Tigray rebels have finally said they are ready to accept African Union mediation as fighting resumed with the Ethiopian government last month.
Ethiopian rebels in Tigray announced on Sunday that they are ready to participate in peace talks under the auspices of the African Union (AU) aimed at ending nearly two years of armed conflict in this northern part of Ethiopia. The announcement was hailed by the AU as a “unique opportunity”.
“The government of Tigray is ready to participate in a robust peace operation under the auspices of the African Union,” a statement from rebel regional officials said. “Furthermore, we are ready to honor an immediate and mutually agreed upon de-escalation in order to create an amicable atmosphere,” they added.

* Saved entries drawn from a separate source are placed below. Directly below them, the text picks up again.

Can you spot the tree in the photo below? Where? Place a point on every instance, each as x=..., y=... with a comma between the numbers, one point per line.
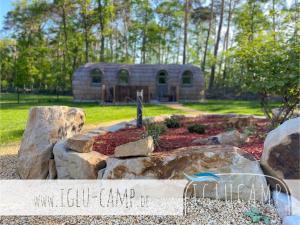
x=213, y=67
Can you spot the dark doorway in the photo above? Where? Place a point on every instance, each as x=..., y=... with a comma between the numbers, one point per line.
x=162, y=86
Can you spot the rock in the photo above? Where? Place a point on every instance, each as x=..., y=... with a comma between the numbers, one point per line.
x=282, y=203
x=279, y=113
x=281, y=154
x=285, y=204
x=100, y=173
x=80, y=143
x=45, y=126
x=137, y=148
x=74, y=165
x=190, y=160
x=52, y=170
x=291, y=220
x=234, y=138
x=239, y=122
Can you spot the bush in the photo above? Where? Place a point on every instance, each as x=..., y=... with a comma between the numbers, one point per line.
x=172, y=123
x=197, y=128
x=155, y=130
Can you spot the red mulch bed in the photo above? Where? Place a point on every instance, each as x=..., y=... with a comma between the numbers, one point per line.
x=180, y=137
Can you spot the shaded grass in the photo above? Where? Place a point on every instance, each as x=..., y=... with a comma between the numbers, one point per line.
x=13, y=117
x=229, y=106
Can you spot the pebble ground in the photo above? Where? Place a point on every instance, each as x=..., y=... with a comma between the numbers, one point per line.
x=199, y=212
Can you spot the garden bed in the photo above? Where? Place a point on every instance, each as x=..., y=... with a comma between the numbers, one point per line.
x=174, y=138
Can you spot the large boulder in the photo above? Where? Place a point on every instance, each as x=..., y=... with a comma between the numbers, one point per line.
x=80, y=143
x=136, y=148
x=74, y=165
x=281, y=154
x=229, y=162
x=46, y=125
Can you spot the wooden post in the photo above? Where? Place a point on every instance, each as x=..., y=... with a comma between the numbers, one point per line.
x=177, y=93
x=139, y=116
x=103, y=93
x=114, y=91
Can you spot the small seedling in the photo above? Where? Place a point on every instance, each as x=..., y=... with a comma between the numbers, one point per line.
x=155, y=130
x=197, y=128
x=256, y=216
x=172, y=123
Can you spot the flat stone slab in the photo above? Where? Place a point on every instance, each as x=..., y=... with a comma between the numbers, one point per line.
x=281, y=154
x=80, y=143
x=291, y=220
x=225, y=160
x=74, y=165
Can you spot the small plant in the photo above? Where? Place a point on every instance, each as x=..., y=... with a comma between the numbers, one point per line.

The move comes amid increased diplomatic efforts to find a peaceful solution to the conflict, after renewed fighting last month broke a truce established in March.

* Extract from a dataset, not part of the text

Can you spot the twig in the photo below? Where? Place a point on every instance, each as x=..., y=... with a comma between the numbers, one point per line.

The Ethiopian government has long insisted that any peace process be negotiated under the auspices of the AU, which is headquartered in the Ethiopian capital, Addis Ababa. But the Tigray People’s Liberation Front (TPLF) had until then denounced its “closeness” to Ethiopian Prime Minister Abiy Ahmed and had always rejected mediation by former Nigerian President Olusegun Obasanjo, the AU’s Special Envoy to the Horn of Africa.
Moussa Faki Mahamat, head of the African Union (AU) Commission, hailed it as a “unique opportunity” to end the nearly two-year-old war and called for “both sides to work urgently to establish a ceasefire and engage in direct negotiations”. Process under the AU, including with mutually agreed international partners.

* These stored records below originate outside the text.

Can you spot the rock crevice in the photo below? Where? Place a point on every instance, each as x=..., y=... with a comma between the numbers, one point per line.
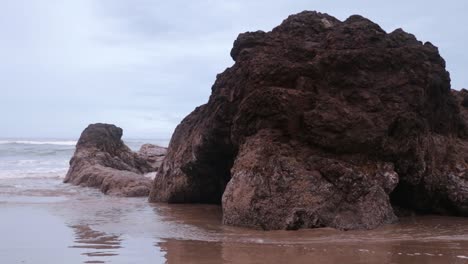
x=323, y=122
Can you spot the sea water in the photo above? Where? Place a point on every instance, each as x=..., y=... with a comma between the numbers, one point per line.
x=43, y=220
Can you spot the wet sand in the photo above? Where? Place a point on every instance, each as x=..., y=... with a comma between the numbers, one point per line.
x=45, y=221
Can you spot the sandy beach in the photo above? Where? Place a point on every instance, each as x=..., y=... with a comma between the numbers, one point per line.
x=46, y=221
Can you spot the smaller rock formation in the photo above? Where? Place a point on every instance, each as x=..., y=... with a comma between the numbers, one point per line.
x=103, y=161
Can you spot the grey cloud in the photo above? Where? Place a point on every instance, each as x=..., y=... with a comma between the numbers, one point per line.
x=145, y=64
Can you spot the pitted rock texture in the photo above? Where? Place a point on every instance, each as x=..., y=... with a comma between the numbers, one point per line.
x=103, y=161
x=322, y=122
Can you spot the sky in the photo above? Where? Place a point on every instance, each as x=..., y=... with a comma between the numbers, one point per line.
x=144, y=65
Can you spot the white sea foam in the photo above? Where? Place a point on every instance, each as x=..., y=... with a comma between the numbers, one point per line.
x=39, y=142
x=58, y=173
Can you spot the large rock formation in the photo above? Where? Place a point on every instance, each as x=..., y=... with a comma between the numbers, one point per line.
x=103, y=161
x=323, y=123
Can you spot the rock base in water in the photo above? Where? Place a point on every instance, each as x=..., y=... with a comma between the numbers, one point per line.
x=322, y=122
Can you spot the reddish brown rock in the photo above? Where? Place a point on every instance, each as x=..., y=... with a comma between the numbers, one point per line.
x=103, y=161
x=153, y=154
x=323, y=123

Ethiopia’s Minister of Peace Dei Dentia took to Twitter to call the TPLF announcement a “positive development” while insisting that “the so-called TDF (Tigray Defense Forces) must be disarmed before peace talks begin. Clear position!”
The TPLF announcement, which coincided with the Ethiopian New Year, did not specify any preconditions, but the Tigrayan rebels said they wanted a “credible” peace process with “acceptable” mediators and international observers on both sides.
Earlier this month, TPLF leader Debretsion Gebremichael offered a ceasefire conditional on “unimpeded humanitarian access” and the restoration of essential services in Tigray, which has suffered food shortages and shortages of electricity, communications and banking services. In a letter to UN Secretary-General Antonio Guterres, he also called for the withdrawal of Eritrean forces from Ethiopia and across Tigray.
A fight breaks out
Sunday’s report said a negotiating team, including TPLF spokesman Getachew Reda and former Ethiopian army chief General Tsadkan Gebretensae, who is now in the Tigray Central Army Command, is “ready to be deployed without delay”.
Last month, Debretsion Gebremichael revealed two rounds of secret face-to-face meetings between senior civilian and military officials, the first acknowledgment by a warring side of direct contact.
Fighting has raged on several fronts in northern Ethiopia since fighting resumed on August 24, with both sides accusing each other of breaking a ceasefire agreed in March.
Nobel Peace Prize winner Abiy Ahmed sent troops to Tigre in November 2020 to topple the TPLF in what he saw as attacks on federal military camps. But the rebels succeeded in retaking much of Tigray in June 2021, before the fighting reached a stalemate.